The film covered the development and course of the resistance movement, from the early 1960s to the draft in 1975 to the end of the war. Smith, who served as a volunteer and advisor to the film, spoke about the integrity and courage of those who resisted the draft and remained in the United States with the threat of prison sentences of up to five years.
“[The film] allows us to see the power of people speaking up and taking a stand,” Smith said. She added that she experienced encouragement around social justice protesting while at Pitzer.
Bob Zaugh, one of the draft resisters interviewed in the film, also attended the screening and spoke to the audience about the need to spread awareness about the movement and its historical impact.
Zaugh emphasized the impact of people working together in the resistance movement, including the participation of people ineligible for the draft through complicity statements. Such statements served as petitions through which ineligible Americans indicated their support for the movement and intention to help the resisters in a manner that could result in indictment by the government.
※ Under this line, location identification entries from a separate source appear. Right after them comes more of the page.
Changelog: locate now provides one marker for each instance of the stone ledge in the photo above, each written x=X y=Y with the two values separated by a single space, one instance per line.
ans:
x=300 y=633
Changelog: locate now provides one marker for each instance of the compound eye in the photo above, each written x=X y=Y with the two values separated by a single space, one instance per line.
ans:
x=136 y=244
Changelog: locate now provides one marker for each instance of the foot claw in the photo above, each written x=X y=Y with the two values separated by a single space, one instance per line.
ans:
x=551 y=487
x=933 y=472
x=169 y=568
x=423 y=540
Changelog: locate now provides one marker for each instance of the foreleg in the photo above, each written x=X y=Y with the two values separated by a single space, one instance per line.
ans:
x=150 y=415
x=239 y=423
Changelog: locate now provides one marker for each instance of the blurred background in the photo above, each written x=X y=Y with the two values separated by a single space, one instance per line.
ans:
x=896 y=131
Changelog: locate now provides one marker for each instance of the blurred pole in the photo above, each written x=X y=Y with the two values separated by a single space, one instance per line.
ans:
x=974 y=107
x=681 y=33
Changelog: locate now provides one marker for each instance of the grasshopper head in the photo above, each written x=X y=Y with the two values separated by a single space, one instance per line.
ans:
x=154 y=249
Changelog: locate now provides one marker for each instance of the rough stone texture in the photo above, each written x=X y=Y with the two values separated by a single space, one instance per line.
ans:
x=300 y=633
This furthered the civil disobedience central to the movement and demonstrated the moral opposition to the draft and war from general Americans, not just those who could be drafted. Zaugh described this collaboration as “breathing together.”
“That’s what the government fears most,” he said, “breathing together. And we breathed together for years and we put an end to the draft.”
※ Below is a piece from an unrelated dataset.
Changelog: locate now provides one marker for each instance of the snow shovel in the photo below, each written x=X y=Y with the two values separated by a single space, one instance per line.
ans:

During the documentary, interviews with draft resisters and major figures in the movement, such as folk singer Joan Baez, joined footage, images and recordings from decades when the movement operated. The film illustrates the story of the boys who said no through the politics of the war effort, media coverage of the war and the resistance, the Civil Rights Movement and beyond.
“Evil is a participatory phenomenon. It counts on participation to be successful,” David Harris, a major leader of the movement, says in the documentary. “The first option you have is withdrawing your participation.”
For Zaugh, the draft resisters’ intentional withdrawal was not passive avoidance but active resistance.
“I am still called a draft dodger … And it’s not the truth, we resisted,” he said. “We walked straight towards this stuff that we did. We pulled ourselves out of the system completely.”
Smith added that actively resisting the draft required courage, resilience and profound moral conviction.
“What all of these men did by protesting and resisting and understanding that they could go to jail was not an easy choice, and there were sacrifices that they all made,” Smith said.
The film ended with photographs from recent protests around climate change, police brutality, immigration restrictions, queer rights and more.
Both Smith and Zaugh noted the significance of the number and complexity of the challenges the United States currently faces. Smith named both climate change and staying attentive to the youngest generation’s needs as the most pressing issues facing the country, and Zaugh listed a number of issues ranging from fast fashion to LGBTQ+ rights and mass incarceration.
“There’s so many issues that the youth can work on –– just pick one and do it, because we’re in real trouble,” Zaugh said.
One of those youth, Isadora Crane, an admitted student to Pitzer’s Class of 2027, resonated with this idea of individual action.
“I thought [the film] was really impactful, especially with so much going on today,” Crane said. “There’s so many things that you can work on because there is so much that needs to be improved in this country.”